As advocates work to advance a federal bill ensuring “essential caregivers” can visit nursing home residents even during emergencies, one state is taking the opposite stance.

Minnesota lawmakers last week dropped the No Patient Left Alone Act from a key budget bill. The provision would have required nursing homes — as well as hospitals and boarding care homes — to allow residents to have at least one support person of their choice present at most times during a stay. It would have expanded those rights in end-of-life situations and paved the way for compassionate care visits that included personal contact even during another pandemic.

The Minnesota House Health Finance and Policy Committee’s decision Friday to remove the act from a supplemental healthcare budget runs counter to a national legislative effort and to efforts in many states to keep visitation mandatory in future emergencies.

It’s not the first state to reject such legal protections for visitors. Some Legislators have argued that healthcare providers and regulatory agencies should be able to decide when visitors are allowed, citing a careful balance between avoiding isolation and preventing infection.

As of last summer, about a dozen states had adopted essential caregiver or similar legislation, another four had adopted access rules for compassionate care or end-of-life situations only, and seven states had considered bills that did not pass.

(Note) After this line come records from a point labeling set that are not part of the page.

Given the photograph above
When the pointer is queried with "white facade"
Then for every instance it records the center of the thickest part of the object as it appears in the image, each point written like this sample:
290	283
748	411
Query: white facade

The federal Essential Caregivers Act has not been formally introduced yet, but a one-pager by four would-be co-sponsors is being shopped around Congress. Reps. Claudia Tenney (R-NY) and John B. Larson (D-CT) and Sens. Richard Blumenthal (D-CT) and John Cornyn (R-TX) said the legislation would be crucial for any period during which regular visits are restricted.

“It is vital that we as a society recognize the critical role that family members play in the care and wellbeing of residents in long-term care facilities,” their bill description says. “For more than a year during the COVID-19 pandemic, residents in these facilities were separated from their loved ones – far too many lost their will to survive, and many others suffered untold emotional, psychological, and physical pain as a result of this separation.”